The Euro-Area economy showed resilience earlier this year, yet a slowdown in growth was noticeable in the second quarter. Expectations indicate a further deceleration in the third quarter.
Despite a trade agreement with the US, uncertainty remains as it falls short of the severe scenario. The market anticipates a mere 11 basis points of easing by year’s end, with less than a 50% probability of occurring.
Data Indicates Contraction
We are seeing the European Central Bank acknowledge what recent data already shows. Eurostat’s figures released last month confirmed Euro-Area GDP growth was just 0.1% in the second quarter of 2025, and the latest flash manufacturing PMI for August slipped to 49.5, indicating a contraction. This lines up with the expectation for a continued slowdown in this third quarter.
The ECB’s reluctance to signal a clear path to easing stems from inflation, which remains sticky. While down significantly from the highs we saw a couple of years ago, the July 2025 Harmonised Index of Consumer Prices (HICP) still printed at 2.4%, stubbornly above the 2% target. Remembering the aggressive hiking cycle of 2023-2024, the central bank will not want to risk a premature policy reversal.
This situation suggests a period of range-bound markets with low conviction, which is an ideal environment for selling volatility. With the market pricing in minimal action from the ECB, implied volatility on instruments like Euro Stoxx 50 options is likely to be overstated. Traders should consider strategies that profit from time decay and a lack of sharp market movements in the coming weeks.
For those betting that the economic data will worsen and force the ECB’s hand, positioning for lower interest rates is the play.
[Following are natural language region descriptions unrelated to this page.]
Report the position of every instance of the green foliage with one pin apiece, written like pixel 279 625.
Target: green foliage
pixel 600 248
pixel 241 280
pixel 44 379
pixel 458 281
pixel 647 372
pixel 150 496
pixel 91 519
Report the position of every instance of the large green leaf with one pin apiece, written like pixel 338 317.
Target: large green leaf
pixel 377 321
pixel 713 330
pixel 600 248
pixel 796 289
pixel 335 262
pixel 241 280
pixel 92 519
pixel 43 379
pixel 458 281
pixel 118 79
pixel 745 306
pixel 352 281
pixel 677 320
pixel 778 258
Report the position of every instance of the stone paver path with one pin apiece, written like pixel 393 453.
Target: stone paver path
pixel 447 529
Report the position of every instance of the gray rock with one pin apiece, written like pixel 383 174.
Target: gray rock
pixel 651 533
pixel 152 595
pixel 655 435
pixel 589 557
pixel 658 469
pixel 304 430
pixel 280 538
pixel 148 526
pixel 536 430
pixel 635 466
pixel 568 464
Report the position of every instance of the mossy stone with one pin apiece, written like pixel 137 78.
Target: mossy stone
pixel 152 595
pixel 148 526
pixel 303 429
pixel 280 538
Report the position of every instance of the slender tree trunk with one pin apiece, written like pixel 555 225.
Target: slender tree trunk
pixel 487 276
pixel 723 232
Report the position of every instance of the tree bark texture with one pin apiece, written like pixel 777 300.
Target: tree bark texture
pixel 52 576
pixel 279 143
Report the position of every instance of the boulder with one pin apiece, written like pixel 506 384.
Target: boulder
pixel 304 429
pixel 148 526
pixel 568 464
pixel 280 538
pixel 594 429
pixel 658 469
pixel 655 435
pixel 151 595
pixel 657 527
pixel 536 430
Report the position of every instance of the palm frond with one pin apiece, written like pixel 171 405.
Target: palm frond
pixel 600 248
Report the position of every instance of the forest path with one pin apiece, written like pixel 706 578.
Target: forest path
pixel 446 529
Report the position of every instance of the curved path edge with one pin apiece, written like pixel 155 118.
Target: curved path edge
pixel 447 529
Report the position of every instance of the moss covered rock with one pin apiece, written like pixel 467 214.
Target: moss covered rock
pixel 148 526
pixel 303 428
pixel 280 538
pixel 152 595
The current market pricing of only 11 basis points of cuts by year-end seems low if we enter a technical recession. Using Euribor futures or receiver interest rate swaps allows a direct bet that the central bank will have to provide more stimulus than is currently anticipated.
Safe-Haven Assets Increase
The safest expression of this slowdown view may be in the government bond market. As growth falters, demand for safe-haven assets like German Bunds should increase, pushing prices up and yields down. Buying call options on Bund futures offers a defined-risk way to position for this flight to safety over the next several weeks.